I have been moving to managing a lot of my code with SVN and I have
found it to work extremely well. However, I'm not exactly sure how to
deal with all of the .pyc files that get created every time I test a
project or package. How do people manage this? Do you run a script to
find files with the .pyc extension and delete those before every commit,
or is there a more elegant way? It seems like a lot of wasted bandwidth
an memory on the server side to constantly be dealing with these files
that contain no real information.

James
 
R

Roel Schroeven

James Stroud schreef:
I have been moving to managing a lot of my code with SVN and I have
found it to work extremely well. However, I'm not exactly sure how to
deal with all of the .pyc files that get created every time I test a
project or package. How do people manage this? Do you run a script to
find files with the .pyc extension and delete those before every commit,
or is there a more elegant way?

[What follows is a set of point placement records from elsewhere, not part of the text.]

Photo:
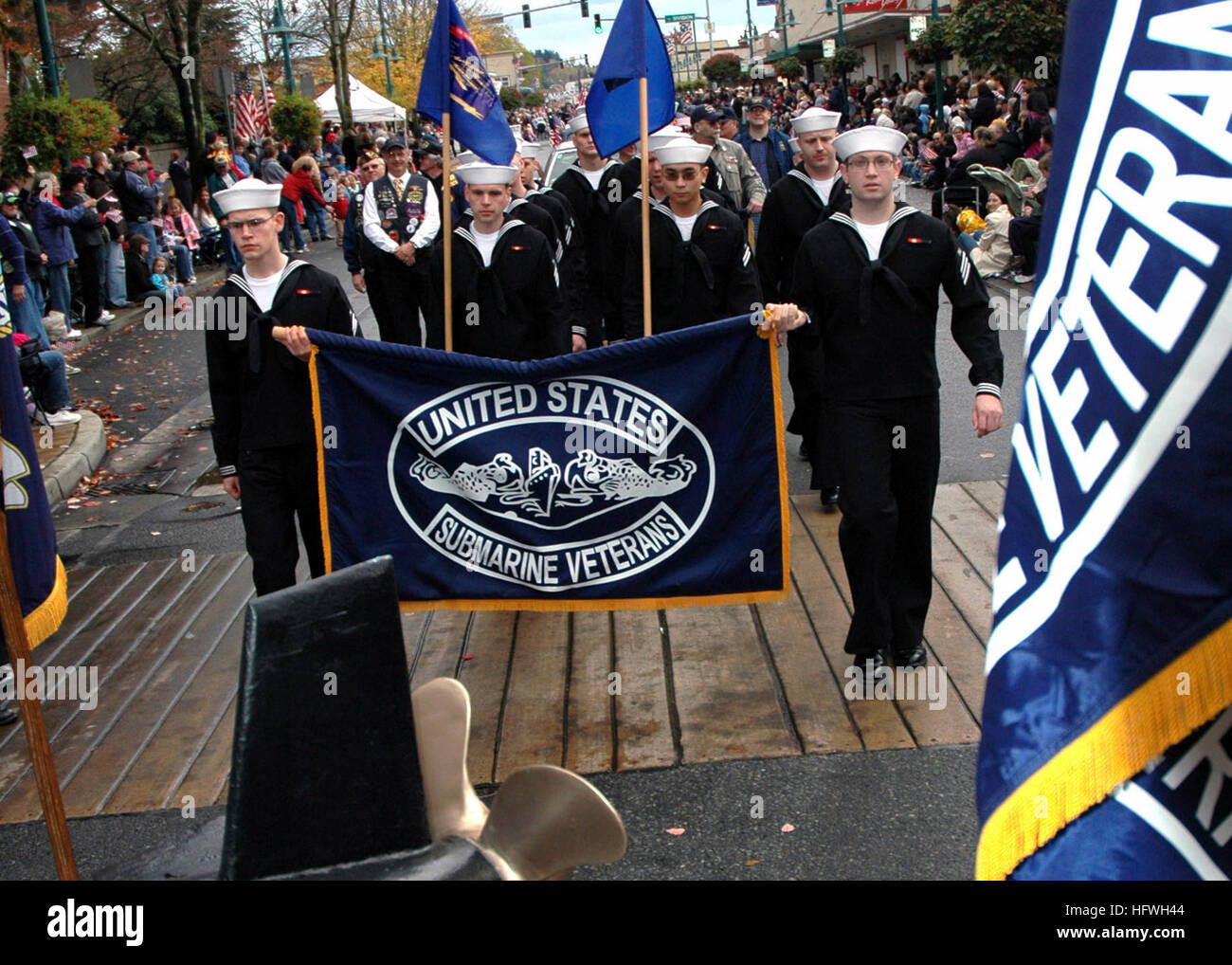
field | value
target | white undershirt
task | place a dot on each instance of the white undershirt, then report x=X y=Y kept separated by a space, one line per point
x=263 y=288
x=824 y=186
x=685 y=225
x=873 y=237
x=485 y=243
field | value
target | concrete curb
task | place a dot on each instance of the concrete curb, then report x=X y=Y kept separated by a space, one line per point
x=82 y=456
x=89 y=446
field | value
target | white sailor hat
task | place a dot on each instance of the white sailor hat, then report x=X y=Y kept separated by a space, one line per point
x=249 y=193
x=814 y=118
x=682 y=151
x=663 y=136
x=485 y=173
x=869 y=138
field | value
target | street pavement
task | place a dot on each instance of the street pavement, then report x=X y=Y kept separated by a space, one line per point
x=878 y=815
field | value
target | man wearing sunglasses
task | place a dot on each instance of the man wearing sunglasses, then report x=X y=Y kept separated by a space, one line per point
x=263 y=432
x=701 y=267
x=866 y=288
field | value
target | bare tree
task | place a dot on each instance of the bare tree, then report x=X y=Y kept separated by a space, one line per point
x=173 y=31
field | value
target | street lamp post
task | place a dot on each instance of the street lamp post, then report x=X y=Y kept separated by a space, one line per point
x=50 y=73
x=936 y=81
x=282 y=29
x=387 y=50
x=832 y=7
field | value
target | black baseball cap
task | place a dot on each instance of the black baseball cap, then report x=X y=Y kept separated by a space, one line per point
x=705 y=112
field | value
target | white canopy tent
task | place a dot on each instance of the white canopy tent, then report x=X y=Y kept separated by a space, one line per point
x=366 y=105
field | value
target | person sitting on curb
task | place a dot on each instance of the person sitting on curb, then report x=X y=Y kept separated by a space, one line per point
x=42 y=371
x=140 y=279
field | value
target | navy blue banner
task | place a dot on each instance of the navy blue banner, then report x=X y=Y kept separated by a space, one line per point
x=647 y=473
x=38 y=574
x=1112 y=641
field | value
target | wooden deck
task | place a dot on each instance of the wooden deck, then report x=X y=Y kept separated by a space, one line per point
x=694 y=685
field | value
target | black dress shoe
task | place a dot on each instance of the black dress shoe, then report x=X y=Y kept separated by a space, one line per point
x=913 y=657
x=862 y=660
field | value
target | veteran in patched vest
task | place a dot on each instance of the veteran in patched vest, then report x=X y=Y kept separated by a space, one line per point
x=402 y=220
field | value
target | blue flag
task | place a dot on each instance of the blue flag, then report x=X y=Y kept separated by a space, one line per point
x=635 y=49
x=36 y=569
x=644 y=475
x=1105 y=747
x=456 y=81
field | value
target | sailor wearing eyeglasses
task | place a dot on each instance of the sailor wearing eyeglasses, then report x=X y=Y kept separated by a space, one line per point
x=263 y=434
x=865 y=287
x=701 y=266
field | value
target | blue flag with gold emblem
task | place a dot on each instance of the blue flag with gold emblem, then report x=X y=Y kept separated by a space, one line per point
x=36 y=569
x=644 y=475
x=1105 y=746
x=456 y=82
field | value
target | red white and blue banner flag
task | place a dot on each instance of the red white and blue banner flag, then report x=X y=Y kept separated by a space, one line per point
x=644 y=475
x=1105 y=747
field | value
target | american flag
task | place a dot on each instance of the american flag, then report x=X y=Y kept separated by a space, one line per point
x=245 y=109
x=267 y=101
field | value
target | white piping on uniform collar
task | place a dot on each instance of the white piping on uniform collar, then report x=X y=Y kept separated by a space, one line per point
x=469 y=235
x=292 y=264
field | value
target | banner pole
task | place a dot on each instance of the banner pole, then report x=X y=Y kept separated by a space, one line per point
x=447 y=227
x=32 y=718
x=645 y=208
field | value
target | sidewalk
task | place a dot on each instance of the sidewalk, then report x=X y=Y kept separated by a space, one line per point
x=68 y=452
x=697 y=685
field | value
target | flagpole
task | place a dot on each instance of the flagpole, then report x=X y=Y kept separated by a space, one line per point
x=645 y=206
x=447 y=227
x=32 y=718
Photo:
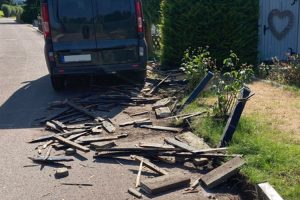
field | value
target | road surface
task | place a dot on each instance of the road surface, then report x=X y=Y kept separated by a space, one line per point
x=25 y=92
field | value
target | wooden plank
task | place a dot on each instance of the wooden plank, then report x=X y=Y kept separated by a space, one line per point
x=267 y=192
x=51 y=159
x=165 y=183
x=138 y=178
x=161 y=103
x=150 y=165
x=140 y=113
x=55 y=115
x=49 y=137
x=109 y=127
x=153 y=90
x=192 y=140
x=107 y=145
x=133 y=122
x=103 y=138
x=162 y=112
x=84 y=111
x=59 y=124
x=155 y=145
x=135 y=193
x=179 y=144
x=161 y=128
x=72 y=144
x=212 y=150
x=222 y=173
x=76 y=136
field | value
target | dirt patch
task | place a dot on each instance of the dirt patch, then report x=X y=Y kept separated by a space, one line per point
x=278 y=107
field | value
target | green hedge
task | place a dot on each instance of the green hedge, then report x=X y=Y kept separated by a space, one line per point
x=31 y=11
x=221 y=24
x=11 y=11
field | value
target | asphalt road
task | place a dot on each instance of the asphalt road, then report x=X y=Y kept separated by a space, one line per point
x=25 y=92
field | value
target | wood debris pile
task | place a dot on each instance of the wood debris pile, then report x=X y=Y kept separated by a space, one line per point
x=84 y=124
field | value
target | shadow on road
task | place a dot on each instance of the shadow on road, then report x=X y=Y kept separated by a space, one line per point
x=30 y=102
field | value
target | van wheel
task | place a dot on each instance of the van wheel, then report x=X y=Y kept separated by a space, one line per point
x=140 y=77
x=58 y=82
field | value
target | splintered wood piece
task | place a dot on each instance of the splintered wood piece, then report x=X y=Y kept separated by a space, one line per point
x=47 y=144
x=97 y=129
x=192 y=140
x=52 y=126
x=161 y=103
x=48 y=137
x=164 y=183
x=162 y=128
x=212 y=150
x=268 y=192
x=107 y=145
x=154 y=89
x=179 y=144
x=72 y=144
x=103 y=138
x=55 y=115
x=108 y=127
x=48 y=153
x=150 y=165
x=155 y=145
x=222 y=173
x=135 y=193
x=59 y=124
x=162 y=112
x=74 y=137
x=51 y=159
x=140 y=113
x=133 y=122
x=84 y=111
x=138 y=178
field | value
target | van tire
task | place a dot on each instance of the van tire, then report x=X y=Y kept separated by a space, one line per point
x=58 y=82
x=140 y=77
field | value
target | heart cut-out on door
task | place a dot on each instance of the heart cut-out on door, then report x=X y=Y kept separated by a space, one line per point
x=281 y=15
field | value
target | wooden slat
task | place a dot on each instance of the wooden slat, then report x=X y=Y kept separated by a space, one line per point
x=179 y=144
x=161 y=128
x=72 y=144
x=150 y=165
x=103 y=138
x=165 y=183
x=222 y=173
x=268 y=192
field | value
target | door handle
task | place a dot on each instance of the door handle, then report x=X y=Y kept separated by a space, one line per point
x=86 y=32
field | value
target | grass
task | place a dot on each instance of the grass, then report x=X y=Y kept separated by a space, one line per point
x=271 y=155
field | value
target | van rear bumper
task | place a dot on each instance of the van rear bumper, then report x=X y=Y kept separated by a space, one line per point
x=98 y=70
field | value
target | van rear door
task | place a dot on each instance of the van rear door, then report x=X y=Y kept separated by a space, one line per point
x=116 y=31
x=73 y=31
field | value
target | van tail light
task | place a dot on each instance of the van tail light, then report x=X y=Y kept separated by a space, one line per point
x=139 y=14
x=45 y=22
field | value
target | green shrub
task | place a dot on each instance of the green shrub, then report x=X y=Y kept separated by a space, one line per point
x=226 y=85
x=6 y=10
x=19 y=11
x=31 y=11
x=221 y=24
x=282 y=72
x=13 y=11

It seems like a lot of wasted bandwidth
an memory on the server side to constantly be dealing with these files
that contain no real information.

You can instruct SVN to ignore the *.pyc files. What you need to do that
is the svn:ignore property on the directory containing the files, IIRC.
Check the docs for details. The online book at
http://svnbook.red-bean.com/ should tell you all you need. Look
especially at
http://svnbook.red-bean.com/nightly/en/svn.advanced.props.html#svn.advanced.props.special.ignore
 
D

Duncan Booth

James Stroud said:
I have been moving to managing a lot of my code with SVN and I have
found it to work extremely well. However, I'm not exactly sure how to
deal with all of the .pyc files that get created every time I test a
project or package. How do people manage this? Do you run a script to
find files with the .pyc extension and delete those before every commit,
or is there a more elegant way? It seems like a lot of wasted bandwidth
an memory on the server side to constantly be dealing with these files
that contain no real information.

You use svn:ignore to ignore files you don't want version controlled.

See:
http://svnbook.red-bean.com/nightly/en/svn.advanced.props.html#svn.advanced.props.special.ignore
 
G

Gregor Horvath

James said:
project or package. How do people manage this? Do you run a script to
find files with the .pyc extension and delete those before every commit,
or is there a more elegant way? It seems like a lot of wasted bandwidth
an memory on the server side to constantly be dealing with these files
that contain no real information.

in /etc/subversion/config

global-ignores = *.pyc *~ #*#
 
J

James Stroud

Everyone wrote:
[something helpful]

Thank you to everyone for your responses.